Während Lehrerverbände die neuen Sprachregeln für Schulen, Hochschulen und Behörden in Bayern begrüßen, sprechen Grünen-Politiker von "Kulturkampf" und rufen indirekt zum Boykott auf.

Von René Hofmann

Der Erlass zum Genderverbot der bayerischen Staatsregierung hat gemischte Reaktionen hervorgerufen. "Nicht weniger, sondern mehr Vielfalt wäre ein wichtiges Zeichen in Bayern", kritisiert der Queer-Beauftragte des Bayerischen Jugendrings (BJR), Patrick Wolf.

Beschäftigte in staatlichen Behörden sowie Lehrpersonal an Schulen und Universitäten in Bayern dürfen künftig nicht mehr mit Sonderzeichen gendern. Dafür wird die allgemeine Geschäftsordnung (AGO) für Behörden geändert. Das hat das Kabinett von Ministerpräsident Markus Söder (CSU) am Dienstag beschlossen.

Am selben Tag stellte der BJR eine Studie mit dem Namen "HAY" (How are you?) vor. Diese zeige, so Patrick Wolf, dass LSBTIQA*-Personen in nahezu allen Lebensbereichen in hohem Maß von Diskriminierungs- und Gewalterfahrungen betroffen seien. "Daher wäre ein sensiblerer und aktueller Umgang mit unserer deutschen Sprache umso wichtiger", sagte er dem Evangelischen Pressedienst.

Der Deutsche Lehrerverband begrüßte das Verbot hingegen. Im gesamten amtlichen Sprachgebrauch gehe es immer auch darum, deutlich zu machen, dass alle Menschen gemeint seien und nicht nur einzelne Gruppen, sagte Verbandspräsident Stefan Düll der Deutschen Presse-Agentur: "Missverständliche Formulierungen sind daher grundsätzlich zu vermeiden. Es geht um respektvolle Formulierungen, die damit auch gendersensibel sind, ohne es als solche zu markieren. Auch das Sternchen kann schließlich ausgrenzend verstanden werden."

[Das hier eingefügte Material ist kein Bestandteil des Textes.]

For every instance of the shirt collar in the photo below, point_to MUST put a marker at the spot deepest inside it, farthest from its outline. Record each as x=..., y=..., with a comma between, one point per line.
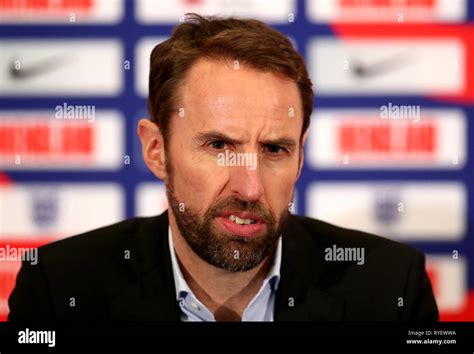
x=181, y=285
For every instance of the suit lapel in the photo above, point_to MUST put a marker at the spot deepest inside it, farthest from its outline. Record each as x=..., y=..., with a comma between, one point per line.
x=300, y=295
x=147, y=292
x=145, y=288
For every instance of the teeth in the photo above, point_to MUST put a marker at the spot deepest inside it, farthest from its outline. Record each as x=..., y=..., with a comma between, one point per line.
x=240, y=221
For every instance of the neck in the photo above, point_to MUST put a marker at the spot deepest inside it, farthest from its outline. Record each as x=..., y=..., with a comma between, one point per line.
x=226, y=294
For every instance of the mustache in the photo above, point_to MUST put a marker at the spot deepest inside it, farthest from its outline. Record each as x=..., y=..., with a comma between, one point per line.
x=239, y=205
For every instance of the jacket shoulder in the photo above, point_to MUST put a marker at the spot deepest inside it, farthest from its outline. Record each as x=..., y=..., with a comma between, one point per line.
x=324, y=234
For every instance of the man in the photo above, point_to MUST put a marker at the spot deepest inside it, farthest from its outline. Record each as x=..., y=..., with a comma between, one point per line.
x=230, y=102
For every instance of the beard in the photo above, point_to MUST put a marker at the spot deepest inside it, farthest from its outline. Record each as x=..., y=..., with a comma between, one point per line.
x=222, y=249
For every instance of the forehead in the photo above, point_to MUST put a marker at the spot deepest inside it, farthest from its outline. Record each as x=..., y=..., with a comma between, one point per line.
x=230, y=91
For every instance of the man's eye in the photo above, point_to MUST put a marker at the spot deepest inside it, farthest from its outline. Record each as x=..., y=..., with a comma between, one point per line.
x=275, y=149
x=218, y=144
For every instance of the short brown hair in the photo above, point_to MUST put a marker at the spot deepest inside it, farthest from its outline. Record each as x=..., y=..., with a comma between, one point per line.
x=246, y=40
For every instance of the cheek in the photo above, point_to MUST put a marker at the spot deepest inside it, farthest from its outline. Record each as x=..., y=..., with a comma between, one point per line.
x=279, y=185
x=196, y=180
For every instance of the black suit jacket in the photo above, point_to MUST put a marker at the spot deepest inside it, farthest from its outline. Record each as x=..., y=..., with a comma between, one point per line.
x=123, y=272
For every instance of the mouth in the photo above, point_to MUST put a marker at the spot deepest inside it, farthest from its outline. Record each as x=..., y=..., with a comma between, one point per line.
x=242, y=224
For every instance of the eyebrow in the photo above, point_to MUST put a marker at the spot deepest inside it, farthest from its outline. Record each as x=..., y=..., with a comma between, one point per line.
x=215, y=135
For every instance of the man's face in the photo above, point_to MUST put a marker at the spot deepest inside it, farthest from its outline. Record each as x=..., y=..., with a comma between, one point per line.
x=232, y=159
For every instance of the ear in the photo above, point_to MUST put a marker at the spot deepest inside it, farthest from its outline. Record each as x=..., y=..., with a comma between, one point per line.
x=153, y=148
x=301, y=157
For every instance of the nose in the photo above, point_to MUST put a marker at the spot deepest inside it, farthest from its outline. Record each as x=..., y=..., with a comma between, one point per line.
x=246, y=183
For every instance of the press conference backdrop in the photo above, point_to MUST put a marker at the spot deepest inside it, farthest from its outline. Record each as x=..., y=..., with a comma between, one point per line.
x=388, y=149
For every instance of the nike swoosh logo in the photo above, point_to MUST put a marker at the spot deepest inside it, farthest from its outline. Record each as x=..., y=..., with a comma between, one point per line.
x=365, y=71
x=35, y=69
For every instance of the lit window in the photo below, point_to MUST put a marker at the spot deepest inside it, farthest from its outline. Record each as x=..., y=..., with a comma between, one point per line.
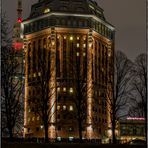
x=64, y=89
x=90, y=44
x=84, y=45
x=64, y=107
x=71, y=108
x=71, y=138
x=59, y=138
x=58, y=89
x=71, y=38
x=38, y=118
x=39, y=74
x=34, y=75
x=78, y=45
x=84, y=38
x=32, y=118
x=78, y=54
x=84, y=54
x=71, y=90
x=58, y=107
x=46, y=10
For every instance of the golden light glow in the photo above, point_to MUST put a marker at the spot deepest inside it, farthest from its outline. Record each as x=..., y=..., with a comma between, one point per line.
x=58, y=107
x=71, y=90
x=38, y=118
x=39, y=73
x=78, y=45
x=90, y=44
x=58, y=89
x=84, y=45
x=89, y=132
x=71, y=108
x=34, y=75
x=53, y=43
x=71, y=38
x=64, y=89
x=52, y=133
x=46, y=10
x=78, y=54
x=84, y=54
x=64, y=107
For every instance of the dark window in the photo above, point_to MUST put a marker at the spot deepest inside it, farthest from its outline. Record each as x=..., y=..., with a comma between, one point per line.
x=59, y=128
x=37, y=129
x=58, y=116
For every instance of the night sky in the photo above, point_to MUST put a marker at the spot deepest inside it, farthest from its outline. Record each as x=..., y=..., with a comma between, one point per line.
x=128, y=17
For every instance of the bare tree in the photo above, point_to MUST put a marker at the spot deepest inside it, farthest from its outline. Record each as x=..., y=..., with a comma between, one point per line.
x=11, y=105
x=78, y=70
x=138, y=96
x=42, y=104
x=118, y=90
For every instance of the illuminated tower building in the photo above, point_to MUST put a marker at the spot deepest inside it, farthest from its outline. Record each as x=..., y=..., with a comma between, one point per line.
x=17, y=40
x=77, y=34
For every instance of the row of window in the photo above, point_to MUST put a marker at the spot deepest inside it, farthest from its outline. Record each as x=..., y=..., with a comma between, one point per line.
x=59, y=128
x=73, y=22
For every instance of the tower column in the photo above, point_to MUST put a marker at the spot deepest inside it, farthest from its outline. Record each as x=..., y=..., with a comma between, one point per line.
x=89, y=129
x=52, y=86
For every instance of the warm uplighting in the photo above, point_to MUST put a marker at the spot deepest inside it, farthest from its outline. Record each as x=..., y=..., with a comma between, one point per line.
x=71, y=90
x=78, y=45
x=90, y=44
x=58, y=89
x=71, y=38
x=71, y=108
x=78, y=54
x=135, y=118
x=84, y=45
x=58, y=107
x=64, y=89
x=46, y=10
x=64, y=107
x=53, y=43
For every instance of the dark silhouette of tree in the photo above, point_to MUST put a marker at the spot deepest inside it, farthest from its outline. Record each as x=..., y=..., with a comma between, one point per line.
x=118, y=90
x=79, y=83
x=138, y=95
x=11, y=86
x=42, y=104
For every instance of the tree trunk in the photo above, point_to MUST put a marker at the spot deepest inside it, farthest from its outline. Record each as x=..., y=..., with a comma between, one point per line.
x=46, y=132
x=10, y=134
x=80, y=129
x=113, y=130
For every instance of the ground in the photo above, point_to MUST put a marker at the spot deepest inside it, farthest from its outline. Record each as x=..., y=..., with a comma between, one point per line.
x=35, y=145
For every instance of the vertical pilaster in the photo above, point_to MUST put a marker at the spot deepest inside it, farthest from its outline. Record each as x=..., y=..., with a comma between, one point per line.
x=89, y=86
x=52, y=85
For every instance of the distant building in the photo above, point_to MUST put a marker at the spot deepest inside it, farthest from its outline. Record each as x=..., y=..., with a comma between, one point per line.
x=73, y=31
x=132, y=128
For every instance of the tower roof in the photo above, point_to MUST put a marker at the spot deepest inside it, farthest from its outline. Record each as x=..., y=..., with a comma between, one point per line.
x=66, y=6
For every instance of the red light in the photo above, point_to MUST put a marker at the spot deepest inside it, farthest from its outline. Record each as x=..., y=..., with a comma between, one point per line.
x=19, y=20
x=17, y=45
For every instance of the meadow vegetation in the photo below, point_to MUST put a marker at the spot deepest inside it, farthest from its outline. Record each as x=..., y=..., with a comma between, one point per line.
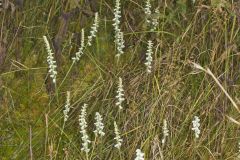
x=119, y=80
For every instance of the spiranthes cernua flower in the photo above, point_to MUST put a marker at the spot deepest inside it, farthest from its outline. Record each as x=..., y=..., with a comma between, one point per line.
x=51, y=62
x=83, y=129
x=81, y=48
x=119, y=39
x=67, y=107
x=148, y=11
x=120, y=43
x=118, y=139
x=139, y=155
x=155, y=20
x=94, y=29
x=196, y=125
x=120, y=94
x=149, y=58
x=165, y=131
x=99, y=125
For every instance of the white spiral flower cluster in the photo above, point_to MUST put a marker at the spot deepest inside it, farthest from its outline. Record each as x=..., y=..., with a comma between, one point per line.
x=155, y=20
x=151, y=19
x=94, y=30
x=165, y=131
x=139, y=155
x=119, y=39
x=147, y=10
x=83, y=125
x=117, y=137
x=99, y=125
x=120, y=94
x=51, y=62
x=196, y=125
x=149, y=58
x=80, y=50
x=67, y=107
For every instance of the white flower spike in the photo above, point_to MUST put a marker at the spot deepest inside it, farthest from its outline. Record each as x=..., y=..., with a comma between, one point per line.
x=119, y=38
x=196, y=125
x=117, y=137
x=94, y=30
x=67, y=107
x=83, y=126
x=149, y=58
x=165, y=131
x=99, y=125
x=51, y=62
x=120, y=94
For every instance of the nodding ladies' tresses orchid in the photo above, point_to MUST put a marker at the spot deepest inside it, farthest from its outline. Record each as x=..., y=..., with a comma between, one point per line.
x=51, y=62
x=119, y=37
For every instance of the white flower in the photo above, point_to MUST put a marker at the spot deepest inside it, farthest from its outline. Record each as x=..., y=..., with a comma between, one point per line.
x=147, y=8
x=120, y=43
x=94, y=29
x=119, y=39
x=51, y=62
x=155, y=21
x=117, y=137
x=99, y=125
x=139, y=155
x=196, y=125
x=120, y=94
x=147, y=11
x=80, y=50
x=83, y=125
x=165, y=131
x=149, y=59
x=67, y=107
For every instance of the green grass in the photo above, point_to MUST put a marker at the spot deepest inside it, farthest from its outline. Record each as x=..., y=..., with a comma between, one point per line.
x=204, y=33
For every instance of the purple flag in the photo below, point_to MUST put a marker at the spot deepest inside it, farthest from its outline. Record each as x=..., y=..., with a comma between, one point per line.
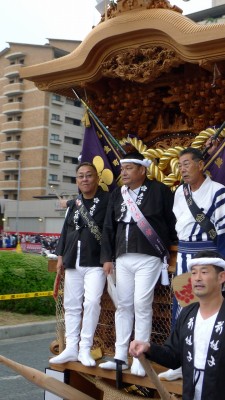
x=98, y=149
x=215, y=165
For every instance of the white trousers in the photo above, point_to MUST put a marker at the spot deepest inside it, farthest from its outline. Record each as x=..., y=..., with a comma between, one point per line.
x=136, y=277
x=82, y=292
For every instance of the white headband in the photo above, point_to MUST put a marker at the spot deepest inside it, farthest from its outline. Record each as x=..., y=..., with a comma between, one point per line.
x=219, y=262
x=144, y=162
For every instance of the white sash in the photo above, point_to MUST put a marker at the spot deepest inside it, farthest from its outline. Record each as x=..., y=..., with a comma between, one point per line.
x=148, y=232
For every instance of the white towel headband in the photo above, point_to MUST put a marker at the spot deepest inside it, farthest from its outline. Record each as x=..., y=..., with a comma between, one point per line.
x=219, y=262
x=144, y=162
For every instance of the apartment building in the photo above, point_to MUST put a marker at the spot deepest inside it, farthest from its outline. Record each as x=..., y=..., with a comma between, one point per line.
x=40, y=133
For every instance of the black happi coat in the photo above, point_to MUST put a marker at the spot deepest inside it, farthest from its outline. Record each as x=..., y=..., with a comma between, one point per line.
x=178, y=351
x=155, y=200
x=75, y=229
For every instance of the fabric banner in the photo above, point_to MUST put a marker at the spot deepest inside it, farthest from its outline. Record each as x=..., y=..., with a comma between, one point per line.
x=215, y=165
x=98, y=149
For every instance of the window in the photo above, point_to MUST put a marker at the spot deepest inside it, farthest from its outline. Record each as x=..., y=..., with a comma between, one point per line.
x=71, y=160
x=55, y=117
x=69, y=179
x=54, y=157
x=53, y=177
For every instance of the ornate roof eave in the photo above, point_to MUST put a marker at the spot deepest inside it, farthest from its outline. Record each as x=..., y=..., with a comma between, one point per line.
x=193, y=43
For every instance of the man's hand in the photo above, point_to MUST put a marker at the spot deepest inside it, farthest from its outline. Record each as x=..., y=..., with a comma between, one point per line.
x=108, y=267
x=212, y=144
x=137, y=348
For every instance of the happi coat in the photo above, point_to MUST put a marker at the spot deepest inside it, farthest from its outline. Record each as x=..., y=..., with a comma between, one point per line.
x=75, y=229
x=155, y=200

Die Bundesschülerkonferenz, die ständige Konferenz der Landesschülervertretungen der Länder, verurteilt den Kabinettsbeschluss: Sprache sei sehr persönlich, "wie ich mich ausdrücke, wie ich schreibe, wie ich spreche: Das sollte jeder für sich selbst entscheiden", heißt es in einer entsprechenden Stellungnahme. Die bayerische Sektion, der Landesschülerrat Bayern, teilte auf X (ehemals Twitter) mit: "Wie Diskursräume in einer Gesellschaft offengehalten werden durch ein allgemeines Genderverbot ist uns schleierhaft. Der bayerische LSR stellt sich gesammelt gegen das beschlossene #Genderverbot der bayerischen Regierung."

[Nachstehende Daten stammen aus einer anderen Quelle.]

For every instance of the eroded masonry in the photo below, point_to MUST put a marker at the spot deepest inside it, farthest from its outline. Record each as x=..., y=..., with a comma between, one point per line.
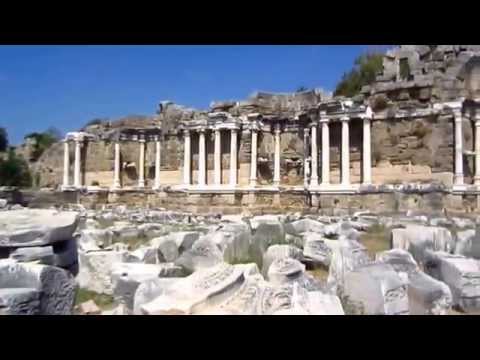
x=410, y=140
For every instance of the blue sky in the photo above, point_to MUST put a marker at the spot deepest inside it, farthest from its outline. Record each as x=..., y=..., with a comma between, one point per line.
x=66, y=86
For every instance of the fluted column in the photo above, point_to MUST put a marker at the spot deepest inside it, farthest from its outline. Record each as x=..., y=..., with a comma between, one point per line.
x=158, y=154
x=276, y=170
x=458, y=148
x=233, y=157
x=345, y=151
x=314, y=178
x=367, y=152
x=325, y=152
x=116, y=173
x=218, y=157
x=253, y=159
x=141, y=165
x=66, y=163
x=201, y=159
x=187, y=158
x=78, y=154
x=477, y=151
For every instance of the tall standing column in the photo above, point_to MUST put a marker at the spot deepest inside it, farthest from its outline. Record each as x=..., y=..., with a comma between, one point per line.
x=187, y=158
x=367, y=152
x=218, y=157
x=276, y=170
x=345, y=151
x=141, y=166
x=66, y=163
x=201, y=159
x=253, y=159
x=458, y=147
x=233, y=157
x=78, y=154
x=314, y=178
x=116, y=175
x=325, y=152
x=157, y=162
x=477, y=151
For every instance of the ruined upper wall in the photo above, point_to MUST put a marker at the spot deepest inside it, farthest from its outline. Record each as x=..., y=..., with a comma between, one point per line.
x=419, y=75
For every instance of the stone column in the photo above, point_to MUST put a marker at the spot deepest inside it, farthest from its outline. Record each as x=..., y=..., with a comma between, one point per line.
x=157, y=162
x=66, y=163
x=306, y=168
x=141, y=165
x=345, y=151
x=276, y=170
x=477, y=151
x=253, y=158
x=201, y=159
x=458, y=178
x=325, y=152
x=233, y=157
x=78, y=154
x=218, y=157
x=314, y=178
x=116, y=173
x=187, y=161
x=367, y=152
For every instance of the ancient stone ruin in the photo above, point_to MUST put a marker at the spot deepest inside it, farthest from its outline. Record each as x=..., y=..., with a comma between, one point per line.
x=280, y=204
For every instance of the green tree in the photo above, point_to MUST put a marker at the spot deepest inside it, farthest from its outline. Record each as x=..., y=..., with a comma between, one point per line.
x=364, y=72
x=3, y=139
x=14, y=171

Staatskanzleichef Florian Herrmann (CSU) hatte bei der Bekanntgabe des Verbots dieses unter anderem damit begründet, dass eine "ideologiegetriebene" Gendersprache die Diskursräume verenge. Es bestehe die Gefahr, dass Personen, die gendergerechte Sprache verwendeten, als menschenfreundlich und diejenigen, die es nicht tun, als solche angesehen würden, "die auf der dunklen Seite" stehen. Es solle durch eine solche Sprache kein moralischer Druck entstehen, "nur wenn ich etwas so sage, sage ich es richtig".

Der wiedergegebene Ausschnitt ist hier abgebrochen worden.